The Nelson Marlborough District Health Board said an ongoing deterioration in its balance sheet was a significant concern, but insists it is not the result of poor management.
Chief executive Chris Fleming told board members today that its budget was out by almost $2 million in the year to date, because of higher demand for some services, and an oversight in predicting costs of clinical consumables.
A loss of $570,000 was reported in the month of September compared to a planned surplus of $292,000 which was an $862,000 unfavourable result. It has brought the year to date result to an unfavourable budget outcome of $1.86 million, board figures showed.
Mr Fleming said despite a "thorough line by line review", clinical services expenditure was set too low. The budgets were increased by $1.1m for the 2015/16 year but when they were set in October 2014 they were already $1m over.
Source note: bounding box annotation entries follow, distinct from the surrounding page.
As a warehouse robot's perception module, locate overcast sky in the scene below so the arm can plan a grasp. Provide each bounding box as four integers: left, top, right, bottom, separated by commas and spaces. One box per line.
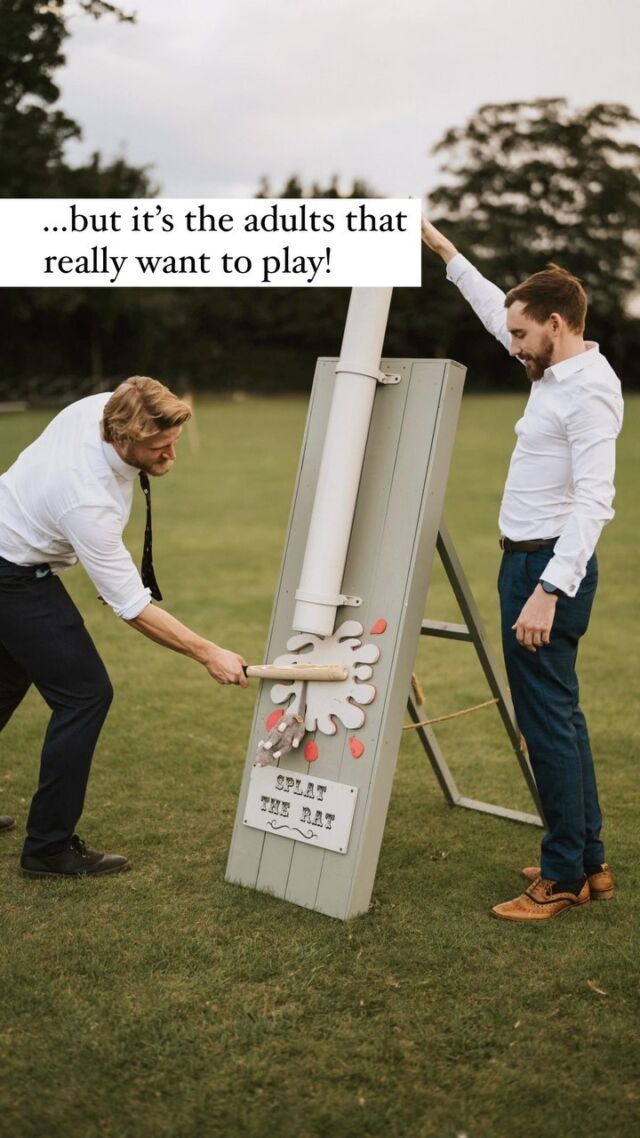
58, 0, 640, 197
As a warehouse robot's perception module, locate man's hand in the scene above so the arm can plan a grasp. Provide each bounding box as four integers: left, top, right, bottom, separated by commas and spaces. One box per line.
200, 642, 248, 687
421, 215, 458, 264
511, 585, 558, 652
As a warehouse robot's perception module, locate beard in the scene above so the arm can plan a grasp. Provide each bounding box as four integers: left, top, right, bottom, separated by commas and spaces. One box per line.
134, 459, 174, 478
518, 337, 553, 384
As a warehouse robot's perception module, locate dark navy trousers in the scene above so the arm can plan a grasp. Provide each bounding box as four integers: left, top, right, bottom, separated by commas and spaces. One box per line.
0, 558, 113, 855
498, 549, 605, 881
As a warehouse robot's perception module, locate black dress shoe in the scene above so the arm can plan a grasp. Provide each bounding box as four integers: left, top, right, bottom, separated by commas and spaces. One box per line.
20, 834, 130, 877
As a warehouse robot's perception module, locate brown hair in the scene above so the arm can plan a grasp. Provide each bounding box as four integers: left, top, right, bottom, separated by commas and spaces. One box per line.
102, 376, 191, 443
504, 262, 586, 332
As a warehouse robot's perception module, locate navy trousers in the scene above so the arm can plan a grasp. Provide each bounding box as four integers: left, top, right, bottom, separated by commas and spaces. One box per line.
498, 549, 605, 881
0, 558, 113, 856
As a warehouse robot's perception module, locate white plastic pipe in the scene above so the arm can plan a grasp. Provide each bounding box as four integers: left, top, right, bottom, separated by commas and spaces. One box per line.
293, 288, 393, 636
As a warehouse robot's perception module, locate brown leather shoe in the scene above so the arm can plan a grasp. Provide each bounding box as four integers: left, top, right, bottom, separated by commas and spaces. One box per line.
520, 861, 615, 901
491, 877, 590, 921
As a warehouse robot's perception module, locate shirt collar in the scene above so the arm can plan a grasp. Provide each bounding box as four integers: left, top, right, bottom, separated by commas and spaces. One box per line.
100, 438, 140, 483
543, 340, 600, 382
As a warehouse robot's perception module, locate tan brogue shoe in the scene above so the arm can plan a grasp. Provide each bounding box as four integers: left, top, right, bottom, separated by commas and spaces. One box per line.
491, 877, 590, 921
522, 861, 615, 901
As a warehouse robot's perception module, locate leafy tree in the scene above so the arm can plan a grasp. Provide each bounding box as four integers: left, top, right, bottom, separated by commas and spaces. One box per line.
255, 174, 379, 198
0, 0, 143, 197
429, 99, 640, 323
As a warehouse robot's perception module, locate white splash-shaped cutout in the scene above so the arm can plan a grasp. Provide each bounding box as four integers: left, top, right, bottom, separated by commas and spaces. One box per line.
266, 620, 380, 735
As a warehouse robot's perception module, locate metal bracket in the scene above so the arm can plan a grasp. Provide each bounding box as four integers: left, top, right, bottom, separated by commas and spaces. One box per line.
295, 588, 362, 609
336, 361, 402, 384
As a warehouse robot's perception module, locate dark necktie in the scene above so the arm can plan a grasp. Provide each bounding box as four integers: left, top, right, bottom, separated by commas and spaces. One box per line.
140, 470, 162, 601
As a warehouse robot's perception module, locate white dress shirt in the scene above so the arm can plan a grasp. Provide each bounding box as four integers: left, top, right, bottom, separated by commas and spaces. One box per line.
0, 393, 151, 620
446, 253, 623, 596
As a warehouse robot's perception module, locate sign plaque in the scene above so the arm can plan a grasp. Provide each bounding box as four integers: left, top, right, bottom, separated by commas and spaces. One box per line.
244, 767, 358, 854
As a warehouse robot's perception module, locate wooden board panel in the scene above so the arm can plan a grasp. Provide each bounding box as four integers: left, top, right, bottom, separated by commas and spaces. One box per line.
227, 360, 465, 920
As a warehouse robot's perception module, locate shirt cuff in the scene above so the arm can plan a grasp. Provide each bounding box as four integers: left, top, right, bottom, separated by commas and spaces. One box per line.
540, 558, 582, 596
112, 588, 151, 620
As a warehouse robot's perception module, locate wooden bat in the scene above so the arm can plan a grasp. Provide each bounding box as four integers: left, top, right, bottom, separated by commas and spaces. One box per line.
243, 663, 348, 683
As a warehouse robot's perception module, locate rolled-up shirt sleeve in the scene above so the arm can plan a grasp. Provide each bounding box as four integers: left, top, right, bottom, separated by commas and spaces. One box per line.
535, 388, 622, 596
58, 505, 151, 620
446, 253, 511, 352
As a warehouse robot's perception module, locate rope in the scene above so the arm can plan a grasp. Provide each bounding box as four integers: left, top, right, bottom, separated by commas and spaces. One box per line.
402, 699, 500, 731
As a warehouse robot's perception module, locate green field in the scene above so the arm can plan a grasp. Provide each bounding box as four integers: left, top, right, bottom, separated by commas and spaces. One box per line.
0, 390, 640, 1138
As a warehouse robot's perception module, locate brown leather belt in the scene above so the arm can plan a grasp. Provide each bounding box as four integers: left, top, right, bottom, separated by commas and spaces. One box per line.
500, 537, 558, 553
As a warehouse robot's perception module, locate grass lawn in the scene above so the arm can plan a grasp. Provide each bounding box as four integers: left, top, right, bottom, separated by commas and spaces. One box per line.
0, 390, 640, 1138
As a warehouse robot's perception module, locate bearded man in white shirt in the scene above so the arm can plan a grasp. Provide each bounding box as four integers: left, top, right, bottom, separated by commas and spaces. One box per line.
0, 376, 247, 877
422, 218, 623, 921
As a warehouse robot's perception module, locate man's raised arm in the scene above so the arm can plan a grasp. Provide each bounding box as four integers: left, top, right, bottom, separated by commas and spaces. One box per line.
126, 604, 247, 687
422, 217, 511, 352
421, 217, 458, 265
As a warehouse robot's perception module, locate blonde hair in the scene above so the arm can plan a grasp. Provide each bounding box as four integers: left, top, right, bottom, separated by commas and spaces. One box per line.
102, 376, 191, 443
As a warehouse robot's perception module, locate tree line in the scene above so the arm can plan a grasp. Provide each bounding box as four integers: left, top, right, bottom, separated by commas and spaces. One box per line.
0, 0, 640, 402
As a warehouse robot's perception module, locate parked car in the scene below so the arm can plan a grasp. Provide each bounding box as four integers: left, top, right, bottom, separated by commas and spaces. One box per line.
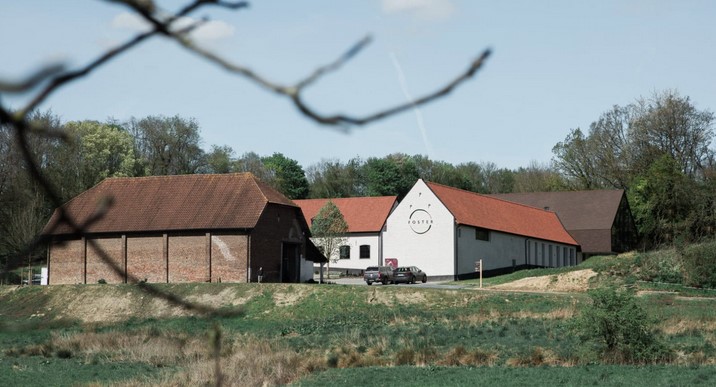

He said no health services would be cut to account for the oversight. He said the board would instead be looking at a reduction in the planned investment in developing the Nelson Marlborough health system, in the lead up to the planned Nelson Hospital redevelopment in 2020.
"We had hoped to be able to invest about $6m in new initiatives this year, but it looks like we're going to have to constrain that to about $4.5m
"While reducing the funding available is not the greatest of news, we are one of the few health boards able to invest in new initiatives, so we're being deliberately hard on ourselves to make sure we go forward successfully. In 2020 we want to rebuild Nelson Hospital without suffering financial challenges at that stage as well," Mr Fleming said.
He said this month had seen an easing of financial pressure, after a "significant winter peak" created a lot of demand on services. He added that staff costs were very close to budget.